- The Department of Interior (DOI) is proposing a number of reforms to federal leasing, bonding, and royalty regulations on fossil fuels.
- This analysis finds that higher royalty rates and valuations would increase federal royalty costs for natural gas by a larger amount compared to coal.
- These reforms are unlikely to cause additional fuel switching from coal to natural gas in the electric power sector.
The figure above, from the full report, shows that federal royalty costs are already a larger share of total delivered costs for natural gas (9.3%) compared to coal (4.2%).
Had proposed royalty rate and royalty valuation reforms been in effect during 2010-2014, royalty costs would have been between 6.2 and 6.9 percent of the gross price of coal delivered to the electric power sector and between 12.1 and 13.4 percent of the gross price of natural gas delivered to the electric power sector.
Increased transparency of the federal royalty program is a stated goal of proposed federal reforms and an important goal of our work. This report makes the data and analysis on federal coal leases utilized in this report available to the public.
Outcomes of Higher Federal Coal and Natural Gas Royalty Rates
The Department of Interior (DOI) is proposing a number of reforms to federal leasing, bonding, and royalty regulations related to oil, natural gas, and coal. The DOI is proposing these reforms to simplify and lower compliance costs, modernize rules to address a rapidly changing energy industry and energy markets, and better align regulations with the DOI’s policy priorities—including securing a fair return to taxpayers and balancing energy extraction, economic development, and conservation goals.
Two of several proposed reforms—higher federal royalty rates and a rule that would change product valuation for royalty assessment—would increase the cost of delivering coal and natural gas to the domestic electric power sector. These two fuels compete for market share in the U.S. electric power sector based on the relative cost of delivering these fuels from mines and wells to power plants. Persistent low natural gas prices are driving a transition away from coal to relatively less costly natural gas. New regulations on mercury emissions from coal-fired power plants and the Clean Power Plan will raise the cost of coal-fired electricity generation and contribute to additional fuel switching from coal to natural gas. In this context, royalty reform is of particular concern to coal-dependent states and communities. If increase royalty costs raise the price of coal relative to natural gas, proposed reforms could further reduce already weak demand for coal in domestic electric power markets.

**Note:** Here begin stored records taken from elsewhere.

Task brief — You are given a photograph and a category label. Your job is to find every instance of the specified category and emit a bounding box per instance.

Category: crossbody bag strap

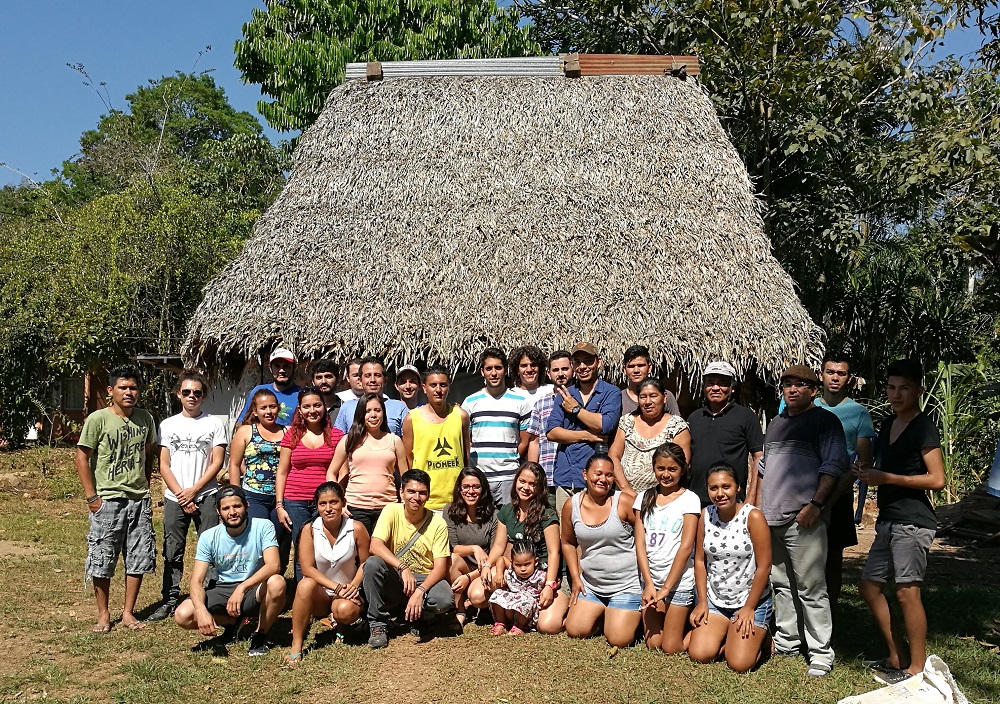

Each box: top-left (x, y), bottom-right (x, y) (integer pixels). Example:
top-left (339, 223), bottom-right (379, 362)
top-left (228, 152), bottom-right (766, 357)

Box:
top-left (394, 513), bottom-right (433, 561)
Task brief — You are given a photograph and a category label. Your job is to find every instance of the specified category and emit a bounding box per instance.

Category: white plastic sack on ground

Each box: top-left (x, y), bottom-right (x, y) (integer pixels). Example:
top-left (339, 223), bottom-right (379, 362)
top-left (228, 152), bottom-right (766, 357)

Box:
top-left (837, 655), bottom-right (969, 704)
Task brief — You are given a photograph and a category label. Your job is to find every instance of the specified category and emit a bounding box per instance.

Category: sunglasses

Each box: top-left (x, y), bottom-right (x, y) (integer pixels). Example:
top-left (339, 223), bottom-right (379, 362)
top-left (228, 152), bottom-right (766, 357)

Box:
top-left (180, 389), bottom-right (205, 398)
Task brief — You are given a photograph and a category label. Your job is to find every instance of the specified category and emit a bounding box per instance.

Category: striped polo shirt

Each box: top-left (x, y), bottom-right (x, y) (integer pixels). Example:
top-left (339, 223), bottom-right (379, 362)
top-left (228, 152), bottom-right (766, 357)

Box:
top-left (461, 388), bottom-right (532, 483)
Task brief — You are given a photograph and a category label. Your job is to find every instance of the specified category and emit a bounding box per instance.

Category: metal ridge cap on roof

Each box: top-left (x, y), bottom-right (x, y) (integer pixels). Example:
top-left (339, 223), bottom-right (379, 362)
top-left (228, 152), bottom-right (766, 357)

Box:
top-left (345, 57), bottom-right (563, 80)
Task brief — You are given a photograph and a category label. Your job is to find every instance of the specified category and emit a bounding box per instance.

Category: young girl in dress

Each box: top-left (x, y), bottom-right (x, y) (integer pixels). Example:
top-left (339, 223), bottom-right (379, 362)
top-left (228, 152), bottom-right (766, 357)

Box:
top-left (688, 463), bottom-right (773, 673)
top-left (488, 540), bottom-right (546, 635)
top-left (635, 442), bottom-right (701, 653)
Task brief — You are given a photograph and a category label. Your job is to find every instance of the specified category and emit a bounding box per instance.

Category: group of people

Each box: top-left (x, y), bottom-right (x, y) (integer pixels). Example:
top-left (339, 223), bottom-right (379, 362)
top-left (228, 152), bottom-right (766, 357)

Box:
top-left (75, 343), bottom-right (943, 683)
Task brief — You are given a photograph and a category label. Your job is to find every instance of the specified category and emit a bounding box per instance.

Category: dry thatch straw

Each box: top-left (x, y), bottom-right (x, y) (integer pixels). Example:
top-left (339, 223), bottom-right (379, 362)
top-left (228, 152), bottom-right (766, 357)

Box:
top-left (184, 64), bottom-right (823, 383)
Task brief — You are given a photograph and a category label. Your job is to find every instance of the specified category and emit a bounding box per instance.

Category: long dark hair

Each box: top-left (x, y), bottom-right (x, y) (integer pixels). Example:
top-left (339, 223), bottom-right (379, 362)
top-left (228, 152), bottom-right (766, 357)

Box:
top-left (241, 388), bottom-right (281, 426)
top-left (344, 392), bottom-right (390, 458)
top-left (286, 387), bottom-right (331, 448)
top-left (447, 467), bottom-right (495, 526)
top-left (509, 462), bottom-right (549, 542)
top-left (640, 442), bottom-right (689, 522)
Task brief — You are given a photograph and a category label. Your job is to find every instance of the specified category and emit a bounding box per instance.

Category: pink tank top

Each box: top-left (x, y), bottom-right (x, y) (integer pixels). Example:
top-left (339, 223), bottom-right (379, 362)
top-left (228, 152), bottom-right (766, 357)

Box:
top-left (346, 434), bottom-right (399, 509)
top-left (281, 429), bottom-right (345, 501)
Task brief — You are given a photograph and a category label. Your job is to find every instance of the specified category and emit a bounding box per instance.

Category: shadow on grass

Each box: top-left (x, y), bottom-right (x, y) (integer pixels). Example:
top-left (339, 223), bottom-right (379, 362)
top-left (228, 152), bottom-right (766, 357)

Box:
top-left (838, 553), bottom-right (1000, 701)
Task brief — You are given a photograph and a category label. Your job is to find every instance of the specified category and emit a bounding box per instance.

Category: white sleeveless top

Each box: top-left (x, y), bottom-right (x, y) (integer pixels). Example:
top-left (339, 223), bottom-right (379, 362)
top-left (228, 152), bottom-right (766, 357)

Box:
top-left (703, 504), bottom-right (769, 608)
top-left (311, 516), bottom-right (358, 586)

In this report, we estimate how higher federal royalty rates and royalty valuation reforms could increase the cost of delivering natural gas and coal extracted from federal leases to U.S. power plants.

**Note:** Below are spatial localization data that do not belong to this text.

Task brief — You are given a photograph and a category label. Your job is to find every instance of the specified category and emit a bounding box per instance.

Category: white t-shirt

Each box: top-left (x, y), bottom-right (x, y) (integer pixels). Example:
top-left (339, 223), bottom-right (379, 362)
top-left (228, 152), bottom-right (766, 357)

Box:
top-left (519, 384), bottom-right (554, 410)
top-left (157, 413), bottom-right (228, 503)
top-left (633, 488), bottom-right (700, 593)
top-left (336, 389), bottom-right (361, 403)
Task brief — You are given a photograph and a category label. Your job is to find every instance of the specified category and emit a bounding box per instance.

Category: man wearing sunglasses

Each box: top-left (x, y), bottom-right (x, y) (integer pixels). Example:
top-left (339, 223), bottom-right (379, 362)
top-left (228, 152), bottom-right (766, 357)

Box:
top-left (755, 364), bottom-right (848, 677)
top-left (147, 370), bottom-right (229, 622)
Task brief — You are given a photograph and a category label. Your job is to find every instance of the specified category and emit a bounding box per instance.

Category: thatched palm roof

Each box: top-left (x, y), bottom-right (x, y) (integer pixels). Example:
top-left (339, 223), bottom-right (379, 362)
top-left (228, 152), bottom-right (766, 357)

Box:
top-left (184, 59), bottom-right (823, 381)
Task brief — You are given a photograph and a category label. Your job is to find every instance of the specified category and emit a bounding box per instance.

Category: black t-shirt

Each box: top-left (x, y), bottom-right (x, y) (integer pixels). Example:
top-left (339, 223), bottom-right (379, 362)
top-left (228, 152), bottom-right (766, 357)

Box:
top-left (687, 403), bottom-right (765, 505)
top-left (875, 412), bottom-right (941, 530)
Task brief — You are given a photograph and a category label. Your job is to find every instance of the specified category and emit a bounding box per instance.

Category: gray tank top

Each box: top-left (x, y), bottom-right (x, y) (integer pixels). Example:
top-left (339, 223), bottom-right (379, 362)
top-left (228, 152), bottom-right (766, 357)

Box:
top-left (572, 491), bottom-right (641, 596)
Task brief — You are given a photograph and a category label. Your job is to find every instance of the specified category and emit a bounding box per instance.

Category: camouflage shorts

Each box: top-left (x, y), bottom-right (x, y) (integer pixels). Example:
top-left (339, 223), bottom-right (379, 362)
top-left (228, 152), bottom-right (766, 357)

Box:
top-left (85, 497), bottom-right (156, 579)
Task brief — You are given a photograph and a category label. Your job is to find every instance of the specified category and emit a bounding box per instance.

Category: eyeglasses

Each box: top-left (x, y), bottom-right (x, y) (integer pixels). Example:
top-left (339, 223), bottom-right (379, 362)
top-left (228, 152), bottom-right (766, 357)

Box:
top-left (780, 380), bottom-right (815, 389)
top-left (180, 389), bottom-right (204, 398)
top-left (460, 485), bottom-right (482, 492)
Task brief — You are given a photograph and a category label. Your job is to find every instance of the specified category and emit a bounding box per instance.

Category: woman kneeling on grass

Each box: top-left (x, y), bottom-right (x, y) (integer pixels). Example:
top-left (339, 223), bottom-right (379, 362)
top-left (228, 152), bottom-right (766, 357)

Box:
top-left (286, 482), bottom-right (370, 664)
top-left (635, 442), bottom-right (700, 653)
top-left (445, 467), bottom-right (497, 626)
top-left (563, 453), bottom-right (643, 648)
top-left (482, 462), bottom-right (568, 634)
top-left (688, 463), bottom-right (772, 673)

The figure above shows that federal royalty costs are already a larger share of total delivered costs for natural gas (9.3%) compared to coal (4.2%). We find that proposed reforms would increase federal royalty costs for natural gas by a larger amount compared to coal. Had proposed royalty rate and royalty valuation reforms been in effect during 2010-2014, royalty costs would have been between 6.2 and 6.9 percent of the gross price of coal delivered to the electric power sector and between 12.1 and 13.4 percent of the gross price of natural gas delivered to the electric power sector.
This result suggests that federal royalty reform is not likely to cause additional fuel switching from coal to natural gas in the electric power sector and therefore reforms should not be viewed as a significant challenge to the coal industry specifically. A large body of research shows that fiscal policy has a limited effect on fossil fuel production, and it should also be recognized that a small cost advantage for federal coal relative to natural gas is unlikely to result in significant new demand for coal production.
Coal increasingly is being replaced by natural gas in U.S. domestic electric power markets. In 2013, coal production fell below one billion tons annually for the first time in 20 years. By 2015, natural gas surpassed coal as the leading source for domestic electric power generation for the first time ever. Some analysts see this trend continuing. For example, UBS (a global financial services firm) recently projected a decline in U.S. coal consumption of 22 percent by 2020 and 49 percent by 2030. These projections are based on current market trends, primarily driven by persistent low natural gas prices. UBS predicts that demand for coal would decrease further if the Clean Power Plan carbon targets are fully implemented and if renewables accelerate faster than expected.
Our report finds that comprehensive federal royalty reforms are not likely to cause electric power plants to prefer additional switching from coal to natural gas should ease concerns that royalty reform will negatively affect coal-dependent states and communities. Previous research shows that small changes in the cost of delivering coal to the domestic power sector when compared to natural gas will have little to no effect on domestic energy markets. The opposite is also true—a small price advantage for coal relative to natural gas is unlikely to result in significant new demand for coal production.
Another concern is that higher federal rates could drive substitution between federal and non-federal coal leases in Wyoming and Montana (where the large majority of federal coal is produced), or between federal coal leases in these states and non-federal coal leases in other states. We do not expect this to occur for several reasons. First, natural gas already pays higher royalty rates on state-owned lands in Montana and Wyoming and in other states (with natural gas royalties ranging from16.67% to 25%).
Second, Wyoming and Montana have typically applied federal coal royalty rates to state coal leases. We expect this to continue because of the dominant ownership position of the federal government. State and privately owned coal is typically interspersed within larger BLM holdings, and it is difficult, particularly for large existing mines, to substitute non-federal resources to avoid higher royalty costs.
Third, little substitution is expected across states from federal to non-federal coal basins. The Powder River Basin (PRB), where the coal resource is predominantly federally owned, is expected to maintain a cost advantage over other U.S. coal basins due to inexpensive mining costs and transportation rates. Further, substitution between basins is expensive due to the different heat and pollution characteristics of coal in different regions of the U.S. and the costs associated with retooling boilers and pollution control equipment installed in existing coal-fired power plants to handle these different qualities.
The last mitigating factor is that royalty reforms would not take effect immediately. Given the long timeline it will take to phase in higher royalty rates and the slow pace of change in the capital-intensive electric power sector, few significant changes should be expected in the short-term beyond coal-fired power plant retirements already planned.
Increased transparency of the federal royalty program is a stated goal of proposed federal reforms and an important goal of our work. To that end, we provide the data on federal coal leases we utilize in this report and our analysis of it available to the public. We compile and organize data from a variety of federal sources, estimate data gaps, and do additional calculations that improve access to and understanding of current federal coal leases.